About host events

Linux Windows

During the lifespan of a virtual machine (VM) instance or bare metal instance, the host machine that your instance runs on can experience multiple host events. A host event can include the regular maintenance of Compute Engine infrastructure, or, in rare cases a host error. You can choose how your VM and bare metal instances respond during or after a host event by configuring the host maintenance policy.

By default, most instances are set to live migrate during host events. You can override this behavior and explicitly set the instances to terminate and optionally restart. Some machine types don't support live migration, such as bare metal instances or VMs with attached GPUs. These instances terminate during host events. For more information, see Maintenance and restart behaviors.

Types of host events

There are two types of host events, which are described in more detail in the following sections:

Maintenance events
Host errors

If your instance becomes unresponsive, this can also trigger a restart or termination of the instance.

Maintenance events

A maintenance event is when Compute Engine has to perform a maintenance or repair activity that requires VMs to be moved out of the host server. If you enable the live migration host maintenance policy for a supported instance type, Compute Engine moves the instance to a new host, and there is minimal disruption to your application.

Instance behavior during a maintenance event can vary depending on the tenancy of the instance as well as the machine type.
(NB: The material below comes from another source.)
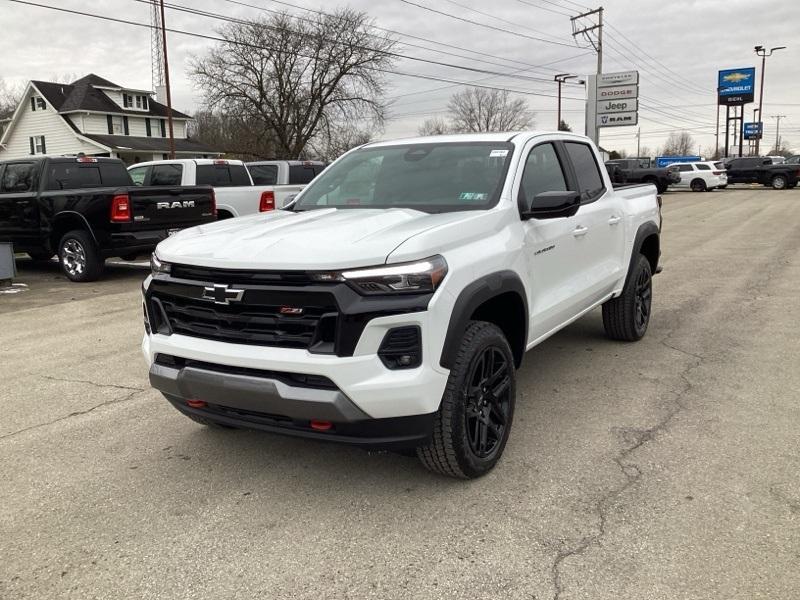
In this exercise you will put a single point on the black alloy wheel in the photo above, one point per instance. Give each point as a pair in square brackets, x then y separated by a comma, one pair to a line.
[487, 400]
The following table summarizes the behavior for planned maintenance events.

Host tenancy	Approximate maintenance event frequency	Live migration supported	Host selection
Multi-tenant (shared)	Every 2 weeks	Yes	Compute Engine
Sole-tenant	Every 4 to 6 weeks	Depends on the host maintenance policy	Depends on the host maintenance policy
X4	Minimum of 90 days	No	Compute Engine
C3	Minimum of 30 days	No	Compute Engine

Compute Engine also applies some lightweight hypervisor and network upgrades in the background nondisruptively by retaining the instance on the same host.

Host errors

A host error (compute.instances.hostError) means that there was a hardware or software issue on the physical machine or the data center infrastructure hosting your compute instance that caused your instance to crash. A host error involving a total hardware failure or other hardware issues might prevent the live migration of your instance. If your instance is set to automatically restart, which is the default setting, Compute Engine restarts your instance, typically within three minutes from the time the error was detected. Depending on the issue, the restart might take up to 5.5 minutes.

Occasionally, a compute instance might become unresponsive before a host error is signaled. You can reduce the amount of time Compute Engine waits to restart or terminate the instance by setting the host error recovery timeout (Preview). For more information, see Set availability policies.

Physical hardware and software failures can happen occasionally but are rare occurrences. To protect your applications and services from these potentially disruptive system events, review the following resources:

Google also offers managed services such as App Engine and the App Engine flexible environment.

Host maintenance policy overview

An instance's host maintenance policy determines how it behaves during the following host events:

Maintenance event
Host error event or instance not responding

You can configure instances to continue running during host maintenance, while Compute Engine live migrates them to another host or you can choose to stop your instance instead.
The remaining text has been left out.